Giuseppe restò per una settimana ancora. La mattina, all’uscita dal carcere, spesso trovava la sorella Michela e la cognata Angela Maria che gli portavano qualcosa da mangiare. Un giorno stavano lungo l’argine del Gari a spianare delle postazioni, quando ad un tratto sentirono il caratteristico rombo di aeroplani americani che volavano a bassa quota. La sentinella li fece distendere tutti per terra. Giuseppe prese coraggio e avanzò mani e piedi verso la riva; visto che il soldato non si era accorto di nulla, si nascose in una buca scavata proprio da loro alcuni giorni prima, e vi rimase fino a quando non andarono via tutti. La sera si buttò nel fiume e raggiunse la sponda opposta. Aspettò la notte per uscire e, bagnato come era, attraverso le campagne, raggiunse di corsa la zona di S. Antonino. Si fermò a riprendere fiato ad una casa di contadini, ai quali raccontò ogni cosa. Questi provarono pena, lo fecero asciugare vicino al fuoco, gli diedero da mangiare e lo mandarono a riposare in una stalla. La mattina all’alba attraverso le campagne raggiunse Sant’Elia.
Di Antonio non si seppe nulla. Al rientro dallo sfollamento in paese arrivò la notizia secondo la quale si era arruolato nell’esercito della Repubblica di Salò e che morì in alta Italia il 23 febbraio 1945.
Marco, l’ultimo a tornare a Sant’Elia, fu costretto a restare con i Tedeschi, che si erano spostati a Mignano Montelungo. Qui stavano preparando un’altra linea difensiva e lui dovette seguirli e restare per diversi giorni ancora. Il lavoro divenne più duro, in quanto si trattava di scavare i ricoveri nella roccia, spianare il terreno per le piazzole. A sera le spalle e le mani facevano male e le dita erano tutte piagate. Li riportavano a Cervaro, a dormire per terra, sulla paglia, in uno spiazzo coperto vicino al Comune, utilizzato per le prove dalla Banda Musicale. Qui conobbe molti giovani dell’alta Italia e un ragazzo del posto che gli insegnò la strada per arrivare a S. Michele e a Portella.
Dopo il rancio, ad una certa ora, quando ormai era buio, la sentinella li lasciava piuttosto liberi perché si appartassero dietro un muro. Marco la sera del 18, come aveva stabilito, si allontanò più del solito.

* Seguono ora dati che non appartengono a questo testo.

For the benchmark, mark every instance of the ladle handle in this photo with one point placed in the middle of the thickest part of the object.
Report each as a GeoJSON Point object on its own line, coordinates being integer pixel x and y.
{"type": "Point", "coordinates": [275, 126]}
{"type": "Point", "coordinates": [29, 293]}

Quando fu sicuro di non essere scoperto, se la diede a gambe verso la chiesa di S. Paolo attraverso una folta vegetazione ora scomparsa. Al chiarore della luna scorgeva solo la sagoma del monte Raditto. Correva, correva in quella direzione a bocca aperta, il fiato grosso ormai usciva con un ansare ritmico fino a quando, stremato dalla fatica del giorno e dalla corsa, non si sdraiò sotto un albero. Dormì alcune ore e l’alba lo svegliò.
Arrivò a Portella e finalmente a casa. Ma non vi trovò nessuno! I suoi si erano rifugiati a San Venditto!
Ormai Sant’Elia era stata abbandonata da tutti. Cominciò la diaspora per le montagne e poi per le cittadine della Calabria e persino della Sicilia.
1 Solo quattro giorni prima, l’8 settembre, era stato annunciato dal capo del governol’armistizio con gli anglo-americani che gran parte della popolazione italiana e dei militari dislocati sui vari fronti interpretarono come la fine della guerra.
2Testimonianza del figlio Mario.
3 Erano riusciti a fuggire Franceschino Fiorillo, Enrico e Roberto Petrucci, saltando dal muro in via Picano. Ettore Violo, un ragazzo di quattordici anni, mio amico, si trovava in via IV Novembre; ebbe l’accortezza di alzare le mani e allontanarsi lentamente alla volta di casa sua. Poté così avvertire suo padre Pasqualino e il sarto Lisandro Di Ponio; tutti e tre camminando nel fosso che fiancheggiava la strada, arrivarono alla odierna Croce di ferro e poi si allontanaronoverso Santa Catarina.